What The Storm King School values and seeks to develop in our students: The habits and traits of excellent students.

Our motto is TRUTH, RESPECT, RESPONSIBILITY. We expect students to value these principles as cornerstones in the development of their own character and intentionally practice them as members of our community:

Truthful character: We expect our students to be truthful in what they say, in their work, and in their interactions with others.

Respectful citizens: treat others—teachers, fellow students, teammates, and the other team—according to the golden rule.

Responsible young adults: We help students understand the need to make good on commitments to finish what they start; to do the work that needs to be done whether it is picking up litter or completing homework.

In preparation for college and life, we work with our students to develop a temperament that leads to success and helps each individual reach his or her potential. Here are the key academic traits we foster; Storm King students:

1. Develop endurance: We ask our students to develop the ability to sustain effort in the face of academic challenges while problem solving, writing, discussing, and when working independently or collaboratively. We help our students build “grit.”

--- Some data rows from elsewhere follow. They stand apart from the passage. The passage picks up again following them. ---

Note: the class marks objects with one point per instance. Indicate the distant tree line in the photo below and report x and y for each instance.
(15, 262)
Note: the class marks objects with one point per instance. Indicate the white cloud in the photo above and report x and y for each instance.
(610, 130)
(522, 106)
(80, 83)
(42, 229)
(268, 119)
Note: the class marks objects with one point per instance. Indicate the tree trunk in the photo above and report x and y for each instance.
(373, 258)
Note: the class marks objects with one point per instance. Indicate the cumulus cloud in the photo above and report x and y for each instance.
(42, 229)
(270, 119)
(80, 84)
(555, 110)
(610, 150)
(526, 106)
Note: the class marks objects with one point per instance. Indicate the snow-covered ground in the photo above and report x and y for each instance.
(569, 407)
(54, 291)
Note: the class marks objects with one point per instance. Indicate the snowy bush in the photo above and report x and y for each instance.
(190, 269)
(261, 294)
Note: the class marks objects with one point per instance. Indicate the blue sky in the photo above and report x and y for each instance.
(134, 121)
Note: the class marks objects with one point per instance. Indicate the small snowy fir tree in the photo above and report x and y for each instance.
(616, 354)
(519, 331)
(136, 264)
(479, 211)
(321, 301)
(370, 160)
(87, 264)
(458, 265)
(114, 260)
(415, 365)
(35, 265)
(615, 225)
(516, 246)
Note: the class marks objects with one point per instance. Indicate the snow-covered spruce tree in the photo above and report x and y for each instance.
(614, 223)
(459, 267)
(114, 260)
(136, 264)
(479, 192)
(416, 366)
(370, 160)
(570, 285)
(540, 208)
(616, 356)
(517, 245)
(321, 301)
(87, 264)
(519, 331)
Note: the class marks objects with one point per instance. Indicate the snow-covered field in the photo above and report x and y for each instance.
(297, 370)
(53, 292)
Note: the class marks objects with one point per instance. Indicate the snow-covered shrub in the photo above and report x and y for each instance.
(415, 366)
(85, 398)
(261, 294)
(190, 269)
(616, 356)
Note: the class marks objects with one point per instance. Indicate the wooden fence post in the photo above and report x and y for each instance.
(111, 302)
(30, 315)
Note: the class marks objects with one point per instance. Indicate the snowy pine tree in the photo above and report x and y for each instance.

2. Pursue an active commitment to learning and literacy: We ask students to read regularly, write often, be prepared, collaborate well, and have an inquiring mind. We help them learn how to ask good questions to themselves, their teachers, and their peers. We help them develop a healthy and lifelong pursuit of knowledge for its own sake.

3. Discover how they learn: Storm King students learn how they learn, what requires more time, and what tools they require to accomplish their work.

4. Learn deeply: Students pursue knowledge beyond the surface and understand what they know deeply, and what they do not. We encourage our students to be thoughtful and self-reflective at times – to pursue wisdom and learn to decipher facts versus ideas driven by mere opinion.

5. Learn to solve problems as a scientist would: We teach students to use the language of mathematics and demonstrable evidence as a writer or artist might as they resolve a problem of aesthetic.